Huechuraba (/es/) is a commune in Santiago Province in the Santiago Metropolitan Region in Chile. It has 101,808 inhabitants.

==Demographics==
As of the 2024 census, the population is 101,808, of which 48.6% are male and 51.4% are female. People under 15 years old make up 19.1% of the population, and people over 65 years old make up 11.3%. 99.9% of the population is urban and 0.1% is rural.

- Average annual household income: $52,904 (PPP, 2006)
- Population below poverty line: 14.5% (2006)
- Regional quality of life index: 73.23, medium, 31 out of 52 (2005)
- Human Development Index: 0.737, 56 out of 341 (2003)

=== Immigration ===
As of the 2024 census, immigrants make up 9.2% of the population - 8.1% are from South America, 0.7% from North America, 0.3% from Europe, 0.1% from Asia, 0.004% from Africa, and 0.01% from Oceania.

==Administration==
As a commune, Huechuraba is a third-level administrative division of Chile administered by a municipal council, headed by an alcalde who is elected by popular vote every four years.

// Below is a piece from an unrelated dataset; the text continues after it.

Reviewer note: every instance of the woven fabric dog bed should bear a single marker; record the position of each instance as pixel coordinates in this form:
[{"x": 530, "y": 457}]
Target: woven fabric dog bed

The 2024-2028 alcalde is Maximiliano Luksic Lederer (Ind/UDI) who was elected for the 2024-2028 term. The communal council has the following members:
- Jorge Arancibia Labraña (REP)
- Fresia Hernández Bravo (FA)
- Bárbara Plaza Escobar (PCCh)
- Humberto Allendes Olivares (Evópoli)
- Elisa Kaelin Tello (Ind/PL)
- Fernando Pérez Navarro (RN)
- Genaro Román Zamorano (PPD)
- Javiera Jiménez Palomo (PS)

Within the electoral divisions of Chile, Huechuraba is represented in the Chamber of Deputies by Érika Olivera (RN), Jorge Durán Espinoza (RN), José Carlos Meza (REP), Andrés Giordano Salazar (FA), Karol Cariola (PC), Boris Barrera (PC) and Maite Orsini (RD), as part of the 9th electoral district, (together with Conchalí, Quinta Normal, Independencia, Recoleta, Lo Prado, Cerro Navia and Renca).